BMJ Reviews

Please click here to purchase a copy of breaking my journey by Gregory Piko.

Review of breaking my journey by Cynthia Rowe (Australia)

Australian author, Cynthia Rowe, has written a review of breaking my journey by Gregory Piko. The full review is available here and on the Australian Haiku Society website. In part, Cynthia says:

With alternately one or two haiku per page, interspersed with the occasional black and white sketch of One Tree to refer to the cover art, this is an impressive book. The poet’s gentle wisdom and acute eye for detail trigger a variety of emotions and responses. Gregory Piko’s poems are deftly crafted and make for a powerful body of work.

I had pleasure in reviewing, and can highly recommend, breaking my journey.

Review of breaking my journey by Sandra Simpson (New Zealand)

New Zealand author, Sandra Simpson, posted a review of my book, breaking my journey on her website. You can read all Sandra’s comments here. The following is an extract:

breaking my journey is the first solo collection from award-winning Australian poet Gregory Piko, and a volume I’m glad to have added to my bookcase.

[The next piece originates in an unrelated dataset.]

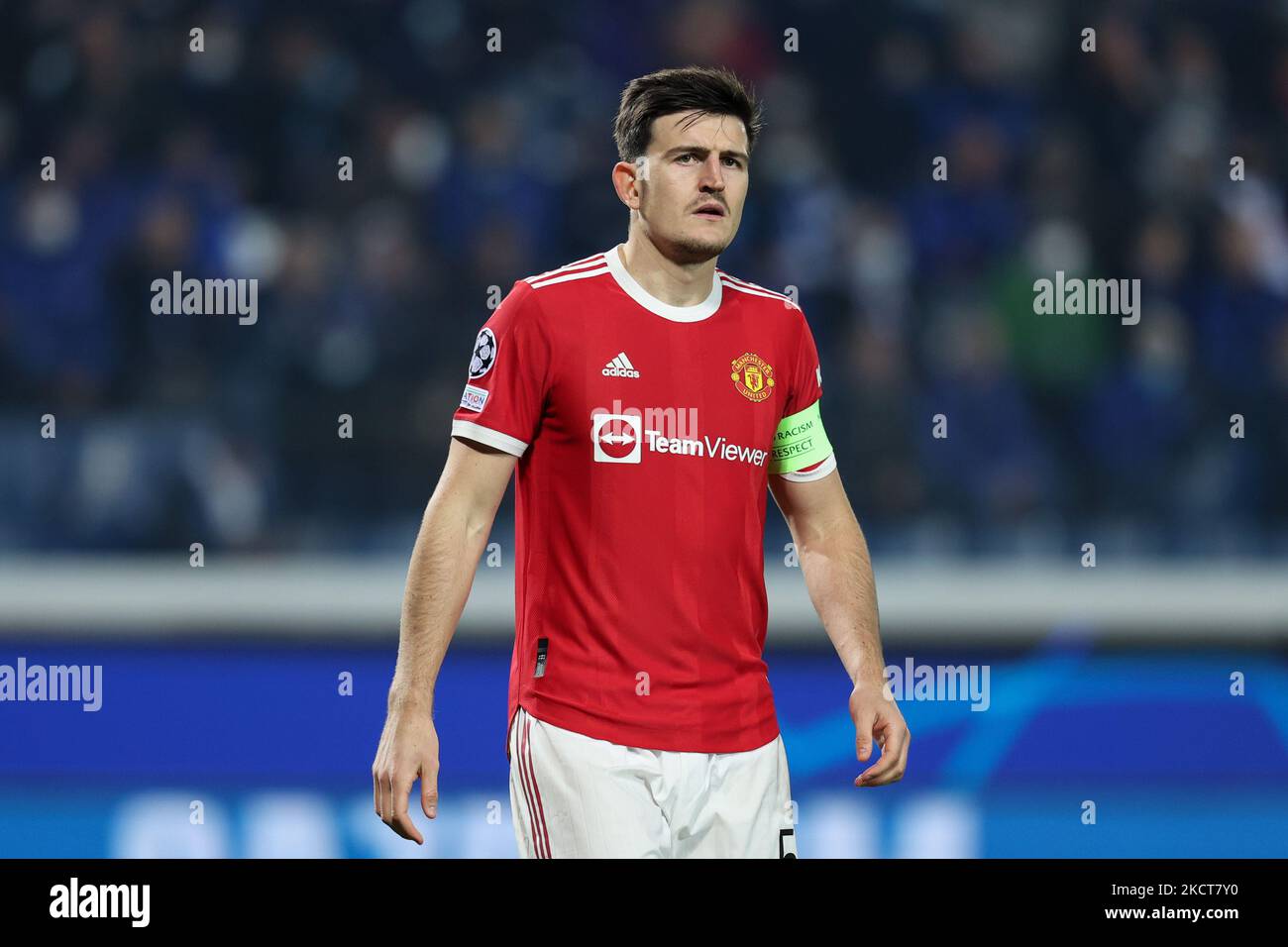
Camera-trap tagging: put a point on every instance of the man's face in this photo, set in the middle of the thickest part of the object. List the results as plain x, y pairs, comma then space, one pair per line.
694, 163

For me, Greg is a poet on whom I can rely – if I see his name on a haiku, I know it will be worth reading and that a moment of beauty (whether sad, joyous or wistful) will be added to my day.

Haiku are sensual poems and poems of observation and Greg has a deft touch with the telling detail and with choosing the right word.

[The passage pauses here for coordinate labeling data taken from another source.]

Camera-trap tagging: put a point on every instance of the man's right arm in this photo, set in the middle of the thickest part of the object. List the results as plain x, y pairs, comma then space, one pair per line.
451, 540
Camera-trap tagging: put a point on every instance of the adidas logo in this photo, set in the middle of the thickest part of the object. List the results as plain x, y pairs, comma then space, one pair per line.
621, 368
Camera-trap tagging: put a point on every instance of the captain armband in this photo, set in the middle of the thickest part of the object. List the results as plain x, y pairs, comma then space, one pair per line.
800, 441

Kokako reviews breaking my journey (New Zealand)

Patricia Prime is co-editor of the New Zealand journal, Kokako. Issue 35 (2021) of Kokako included a review by Patricia Prime of my book, breaking my journey. Here is some of what Patricia said:

These poems are compelling – bright, colourful and addictive. They have their own heightened reality and identity. Over the years, Piko’s work has become more brightly coloured and individualistic. breaking my journey is more than an attractive haiku book. It is a tribute to Piko’s achievement as a poet who is intimate with the natural world in a format that compliments his ideas.

Presence reviews breaking my journey (United Kingdom)

The respected British journal Presence (#71, November 2021) included a review written by English poet, Julie Mellor. In part, Julie said:

One of the most important themes seems to be that of a writer moving towards old age. In the face of death, there is a need to pause, to take stock:

breaking
my journey
this pine

snowy owl
I’ll leave this world
alone

The collection intersperses a couple of haibun and haiku sequences, but for me it’s the individual haiku, particularly the ones that convey a sense of time passing, which have the deepest resonance:

grandpa’s window
we touch raindrops
from the other side

a crow at dusk
ink sinks deeper
into the page

Ultimately, it was these poems that stayed with me long after I had finished the book.

Modern Haiku reviews breaking my journey (USA)

Established in 1969, Modern Haiku is one of the world’s longest running, most well regarded, English-language haiku journals. Reviewer, Michele Root-Bernstein, had this to say about breaking my journey in Volume 52.2 (Summer 2021) of Modern Haiku:

Gregory Piko presents some one hundred haiku that radiate with sensual appreciation for the prime of life. There are joys here, as well as shadows, and still so much remains to be fully lived. With Piko as our guide we feel again how imperative it is to “learn again to be a child”, “warm to a stranger”, “straighten the Southern Cross”, make love, make poems, dwell.

Each finely observed moment has us remembering our own “butterfly, still safe / under his steel pin”.

Frogpond reviews breaking my journey (USA)

Frogpond is the journal of the Haiku Society of America. Volume 44.2 (2021) included a review by Laurie D. Morrissey of breaking my journey. Among other things, Laurie noted:

The collection is enhanced by Piko’s use of the honkadori technique. Haiku Commentary Online’s Haikai Glossary defines honkadori as “…a poem alluding to another poem. They are commonly written out of respect and are nods to carrying on a tradition of themes.” Piko’s haibun “Near a Station of the Metro” refers to Ezra Pound’s famous one-image poem. In his end notes, Piko explains that one haiku relates to Gabriel Garcia Marquez’s novel, One Hundred Years of Solitude, and others relate to poems by Matsuo Bashō, William Carlos Williams, and Cor van den Heuvel.